Apparently frugal is the new cool. The Great Recession has wrought miraculous spending changes on the once profligate denizens of the pricey coastal cities that are also the cultural lead dogs for America's spending pack. That's the clear and obvious takeway from a year-over-year discretionary spending comparison released on September 15 by personal finance website Mint.com.

The list was topped by three cities that are notable for their regular perches among the most expensive places in the country to reside, namely, San Jose (27 percent drop in discretionary spending), New York City (-26 percent), and Los Angeles (-25 percent).

For some reason, Mint.com also broke out Brooklyn as a separate city (perhaps there are some "Welcome Back, Kotter" fans at Mint HQ) and boy did those Park Slope mommies tighten their cargo pants web belts, with the poorer cousin to Manhattan clocking a whopping 28 percent decline in discretionary spending.

Other high-rent locales that made it to the cheap spender list included San Francisco (-19 percent), San Diego (-23 percent), and Miami (-16 percent). In other words, the folks who partied up for the past seven years are putting away their punchbowls and shopping at Wal-Mart for kicks.

The Mint data is probably among the most reliable spending information collected. Unlike almost any other data collector, Mint is privy to most or all of the spending transactions of its users. The system automatically logs and categorizes transactions for bank bill pays, credit cards, debit cards, mortgages, and other types of transactions that can be automatically pulled out of a user's bank account.
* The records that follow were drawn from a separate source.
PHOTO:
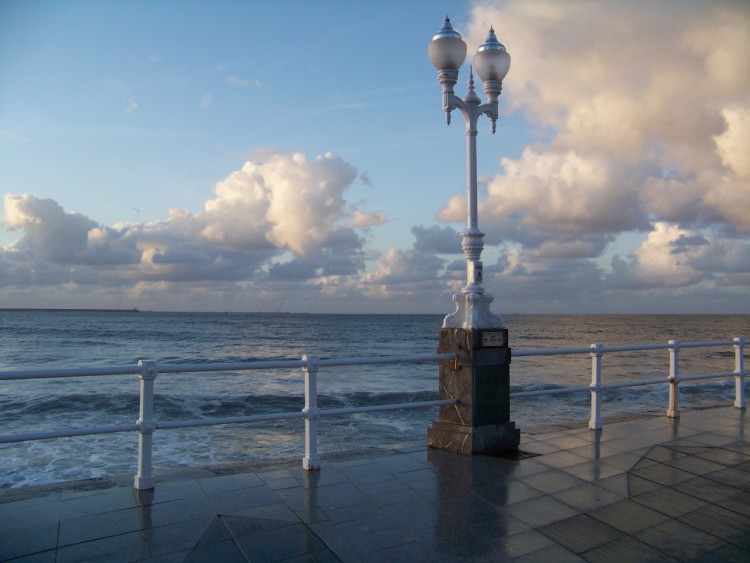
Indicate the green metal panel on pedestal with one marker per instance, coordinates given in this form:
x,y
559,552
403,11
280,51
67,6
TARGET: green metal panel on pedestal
x,y
491,395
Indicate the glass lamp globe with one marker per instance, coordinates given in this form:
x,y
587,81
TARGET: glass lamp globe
x,y
447,50
491,61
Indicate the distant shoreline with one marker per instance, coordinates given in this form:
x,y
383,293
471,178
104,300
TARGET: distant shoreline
x,y
58,310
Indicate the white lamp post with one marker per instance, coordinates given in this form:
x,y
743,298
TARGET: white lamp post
x,y
447,52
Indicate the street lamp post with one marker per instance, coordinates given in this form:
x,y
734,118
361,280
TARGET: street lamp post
x,y
478,380
447,52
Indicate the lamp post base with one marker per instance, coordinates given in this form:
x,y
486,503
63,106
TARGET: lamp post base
x,y
473,312
479,381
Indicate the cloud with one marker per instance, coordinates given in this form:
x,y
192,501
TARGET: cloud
x,y
236,81
647,126
437,240
285,205
362,220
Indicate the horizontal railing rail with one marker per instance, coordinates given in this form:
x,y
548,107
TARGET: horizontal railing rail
x,y
148,370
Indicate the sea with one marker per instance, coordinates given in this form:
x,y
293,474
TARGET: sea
x,y
43,339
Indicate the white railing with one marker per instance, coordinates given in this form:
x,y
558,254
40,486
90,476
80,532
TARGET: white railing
x,y
148,370
596,387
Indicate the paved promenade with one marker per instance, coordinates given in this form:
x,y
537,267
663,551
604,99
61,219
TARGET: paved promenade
x,y
650,489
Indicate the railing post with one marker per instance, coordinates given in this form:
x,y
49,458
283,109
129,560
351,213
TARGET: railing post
x,y
311,460
145,425
597,351
673,410
739,373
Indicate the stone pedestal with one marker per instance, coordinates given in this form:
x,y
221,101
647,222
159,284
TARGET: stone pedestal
x,y
480,381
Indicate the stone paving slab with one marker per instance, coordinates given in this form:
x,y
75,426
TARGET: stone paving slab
x,y
648,489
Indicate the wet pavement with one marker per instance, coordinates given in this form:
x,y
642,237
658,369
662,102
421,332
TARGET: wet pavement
x,y
648,489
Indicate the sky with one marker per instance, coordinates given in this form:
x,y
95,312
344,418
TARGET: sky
x,y
294,156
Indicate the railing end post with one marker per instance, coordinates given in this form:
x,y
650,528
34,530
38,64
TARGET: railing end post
x,y
143,483
739,373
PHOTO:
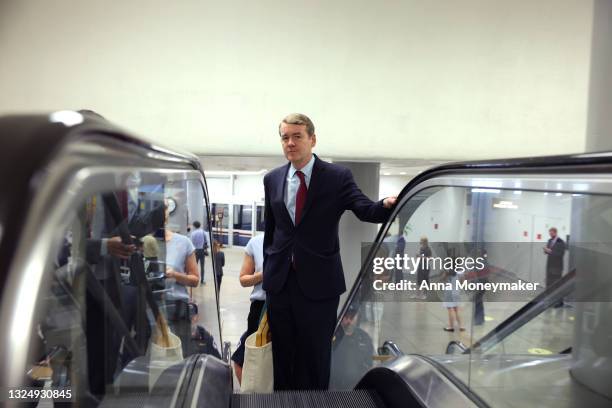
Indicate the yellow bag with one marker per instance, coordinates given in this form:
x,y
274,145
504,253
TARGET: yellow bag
x,y
263,334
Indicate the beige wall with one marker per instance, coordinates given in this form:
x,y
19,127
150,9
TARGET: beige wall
x,y
394,79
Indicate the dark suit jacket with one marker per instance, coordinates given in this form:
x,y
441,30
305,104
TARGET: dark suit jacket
x,y
314,242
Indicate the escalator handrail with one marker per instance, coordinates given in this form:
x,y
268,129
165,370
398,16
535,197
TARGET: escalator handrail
x,y
552,295
588,163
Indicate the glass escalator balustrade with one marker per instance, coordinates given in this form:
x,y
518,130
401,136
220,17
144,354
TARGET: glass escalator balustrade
x,y
526,237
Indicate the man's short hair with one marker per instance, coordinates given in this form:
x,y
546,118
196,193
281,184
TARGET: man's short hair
x,y
298,119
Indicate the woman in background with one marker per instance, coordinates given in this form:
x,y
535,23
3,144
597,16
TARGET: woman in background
x,y
219,259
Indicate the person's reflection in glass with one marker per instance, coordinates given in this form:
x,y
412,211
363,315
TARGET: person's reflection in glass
x,y
352,352
181,271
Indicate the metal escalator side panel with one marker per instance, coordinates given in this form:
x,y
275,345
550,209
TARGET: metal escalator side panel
x,y
417,381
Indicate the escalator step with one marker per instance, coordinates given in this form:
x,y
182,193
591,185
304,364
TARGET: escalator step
x,y
307,399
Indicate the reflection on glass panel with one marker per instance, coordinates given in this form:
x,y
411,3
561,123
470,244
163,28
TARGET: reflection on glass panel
x,y
125,301
520,236
243,222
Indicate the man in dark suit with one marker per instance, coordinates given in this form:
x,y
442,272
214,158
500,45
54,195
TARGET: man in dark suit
x,y
303,275
554,250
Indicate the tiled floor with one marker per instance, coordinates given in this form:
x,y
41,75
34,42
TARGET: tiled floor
x,y
416,327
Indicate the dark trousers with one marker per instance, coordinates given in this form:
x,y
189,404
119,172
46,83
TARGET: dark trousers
x,y
302,331
200,259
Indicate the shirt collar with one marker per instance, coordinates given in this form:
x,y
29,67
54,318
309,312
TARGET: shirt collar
x,y
307,169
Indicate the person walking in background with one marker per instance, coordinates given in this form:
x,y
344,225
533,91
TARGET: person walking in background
x,y
251,274
554,251
201,242
423,271
181,271
219,260
303,276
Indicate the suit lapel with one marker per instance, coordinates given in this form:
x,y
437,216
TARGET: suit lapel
x,y
314,187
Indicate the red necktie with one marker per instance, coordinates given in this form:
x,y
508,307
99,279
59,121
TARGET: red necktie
x,y
300,197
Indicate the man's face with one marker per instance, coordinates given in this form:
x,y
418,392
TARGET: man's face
x,y
297,145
This is only the second time that Mint, which was acquired on September 14 by personal finance giant Intuit (INTU), has released this type of data. The data is probably skewed towards heavy internet users, meaning younger users in coastal areas. But the size of the sample is large enough and well distributed enough now to clearly capture key national trends in detail.

All told, America has not been feeling very spendy. The national average decline in discretionary spending recorded among Mint users for the past year was 13 percent. But a number of cities that have been less impacted by the economic downturn were, not surprisingly, among the comparative big spenders with percentage spending declines considerably less than the wallet-snapping champs.

Most notable, St. Paul seems to have missed the recession bandwagon. It recorded a spending decline of only 2 percent, year-over-year. With a mixture of jobs in healthcare, government, finance and other private sector areas, St. Paul has a relatively well diversified economy that is better suited to weather recessions. Other cities showing lesser declines included St. Louis and Philadelphia (-8 percent), Denver and Austin (-9 percent), and Minneapolis (-10 percent). Considering the sharp declines in the cities that really enjoyed the greatest excesses of the boom, the Mint numbers imply that the simple life in the slow cities may be more stable and user friendly after all.